In all the drama of trying to finish a book (and get a beach house rehabbed) I’ve completely fallen down on the job of SHAMELESS SELF-PROMOTION FOR BRAZEN HUSSIES. So, let’s pause for a moment for a message from our sponsor. (That would be me, wearing my writer hat.)
This Saturday, at 12:30 p.m. please join me and author H.N. Kilby at the Atlanta Journal Constitution Decatur Book Festival. About the festival, it’s a really fun, family-oriented book-centric outing.
Snark warning: Just between us? It always annoys me when a book festival lines up a “headliner” who isn’t actually a writer, but rather, a cosmetically-enhanced television personality. It saddens me, too, because I realize that these television personalities will always out-draw the inky wretches who scratch out a living by writing. One year, I went to a book festival with an estimated 200 authors, and yet, the promoters chose to make Andy Rooney the marquee speaker. Andy Rooney, who makes a living being a cranky old tv codger on 60 Minutes, decided after about five minutes at this festival that he was outta there, leaving a line of some 200 people scratching their heads and wondering what to do with the book they’d just purchased.
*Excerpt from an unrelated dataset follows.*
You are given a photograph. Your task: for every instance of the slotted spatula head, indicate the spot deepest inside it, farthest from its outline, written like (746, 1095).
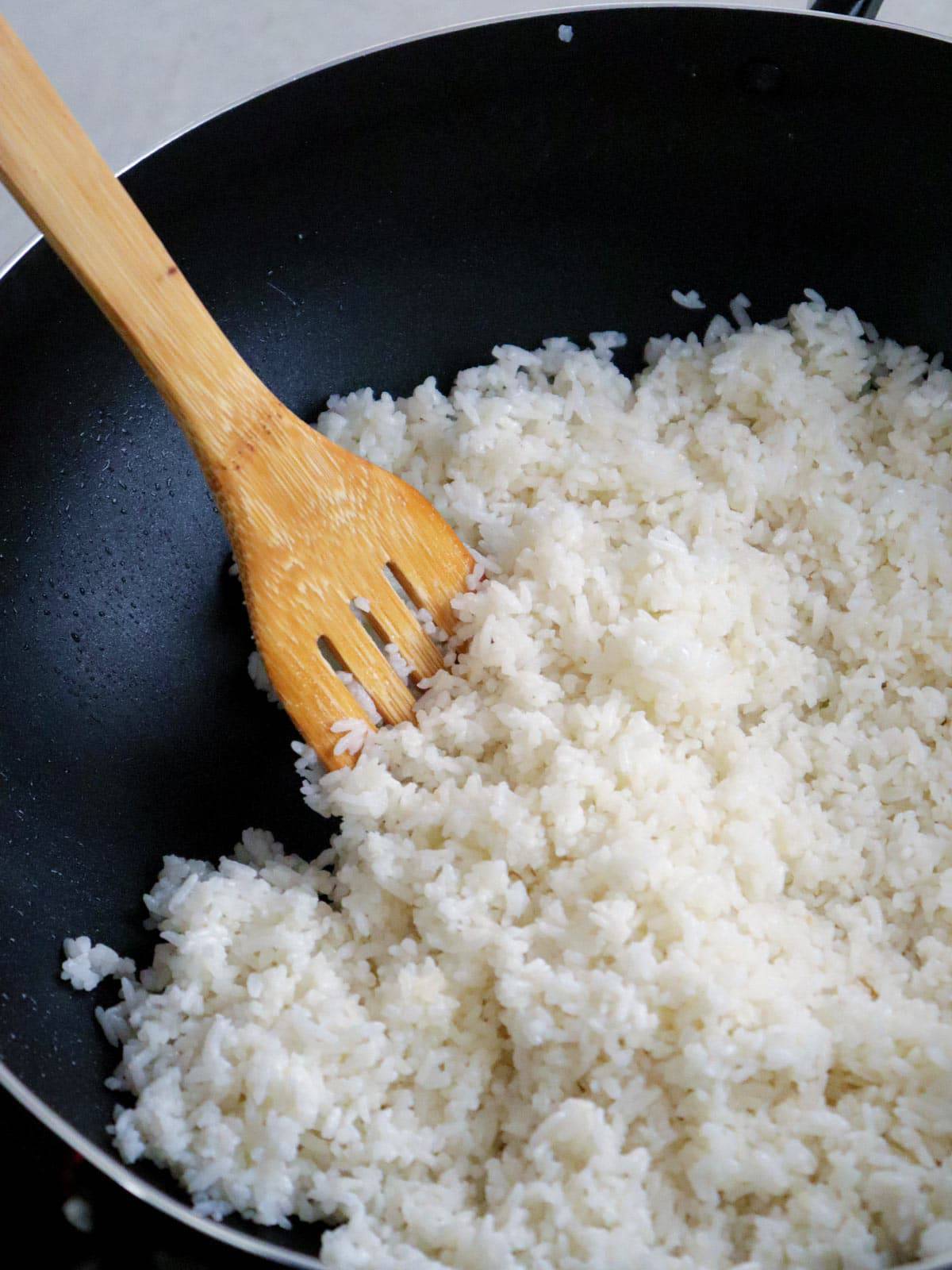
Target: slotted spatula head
(314, 529)
(313, 526)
The AJC Book Festival’s headliner was going to be Ty Pennington, the over-caffeinated host of Extreme Home Makeover for Poor People who are Not too Proud to Accept Free Wide-Screen TVs and Hot Tubs. Guess what? Ty has apparently had a better offer from Oprah, so he has ditched the festival. Oh children. Okay, snarkiness over.
We’ll be speaking at the Old DeKalb County Courthouse. You know it–it’s the actually attractive decomissoned courthouse on the Decatur Square, facing Ponce deLeon. I’ve had a blast doing this festival for the past two years, and this year should be no exception. I have no idea what I’ll say or do, but I’ll do my best to be entertaining. And–should you need a bribe–and really, who doesn’t want a bribe?–I’ll be handing out my coveted MaryKayAndrews funeral parlour fans. But wait! There’s more! You say you want a door prize drawing? Well, sisters, I am all about pleasing my peeps. All you have to do is fill out a puny little piece of paper giving me your email address (to be added to my MKA mailing list) and you’ll be entered in a drawing to win a $50 gift certificate to my favorite Decatur restaurant, FEAST.
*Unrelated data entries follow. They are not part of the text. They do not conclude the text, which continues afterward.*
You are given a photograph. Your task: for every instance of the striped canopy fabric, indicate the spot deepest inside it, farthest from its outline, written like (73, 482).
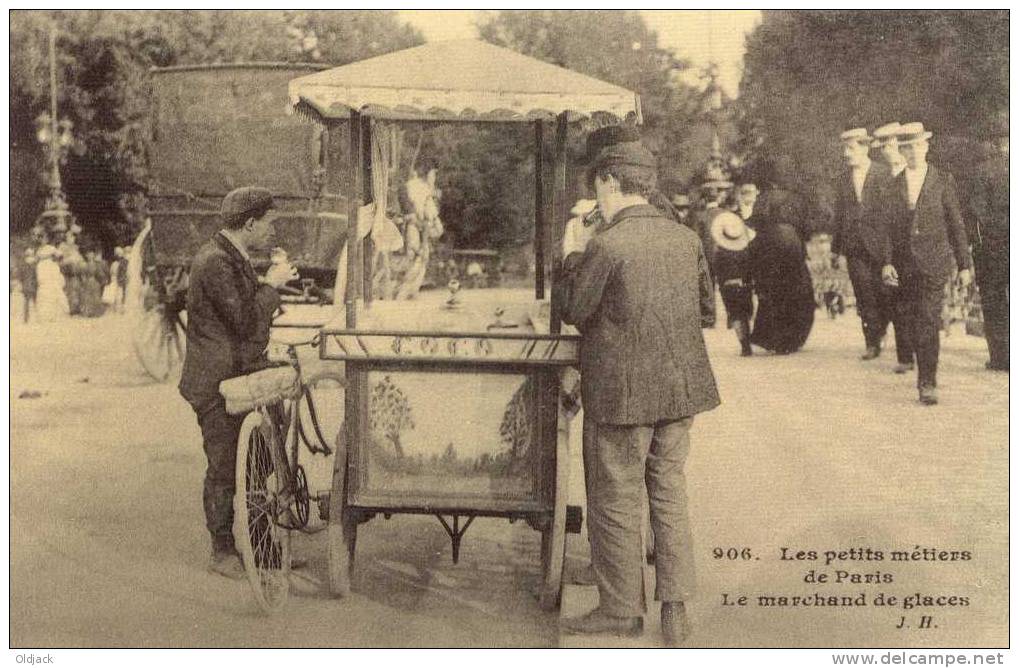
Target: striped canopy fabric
(462, 79)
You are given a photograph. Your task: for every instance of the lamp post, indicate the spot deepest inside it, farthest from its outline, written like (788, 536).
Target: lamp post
(56, 137)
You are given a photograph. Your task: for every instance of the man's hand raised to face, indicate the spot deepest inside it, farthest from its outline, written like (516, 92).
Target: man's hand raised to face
(280, 274)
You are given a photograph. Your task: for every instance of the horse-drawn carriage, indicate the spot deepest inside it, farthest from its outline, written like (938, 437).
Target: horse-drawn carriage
(213, 128)
(456, 407)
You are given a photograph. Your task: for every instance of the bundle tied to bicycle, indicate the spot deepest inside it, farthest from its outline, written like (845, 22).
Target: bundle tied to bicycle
(245, 393)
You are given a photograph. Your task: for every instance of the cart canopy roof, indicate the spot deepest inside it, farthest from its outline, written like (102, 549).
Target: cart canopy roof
(461, 79)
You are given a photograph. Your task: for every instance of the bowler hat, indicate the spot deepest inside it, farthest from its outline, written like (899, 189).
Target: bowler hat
(607, 135)
(243, 203)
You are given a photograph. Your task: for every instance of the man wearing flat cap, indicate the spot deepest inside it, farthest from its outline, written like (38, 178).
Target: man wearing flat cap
(927, 233)
(229, 311)
(635, 293)
(861, 236)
Now, about that mailing list. I don’t sell it or rent it. And I have no interest in selling you the world’s smallest fishing pole, penile enhancing substances, or colon cleansing products. I only want to sell you on selling ME, Mary Kay Andrews. So come, enjoy, pick up your freebie, register for a prize, buy my books, make me rich. I’ll be signing books after the talk, and then, I’m loading up my rented cargo van and heading back to Brimfield, Mass, with my junk sistah Beth for the Brimfield Antique Market for a solid week of junking. Oh Joy!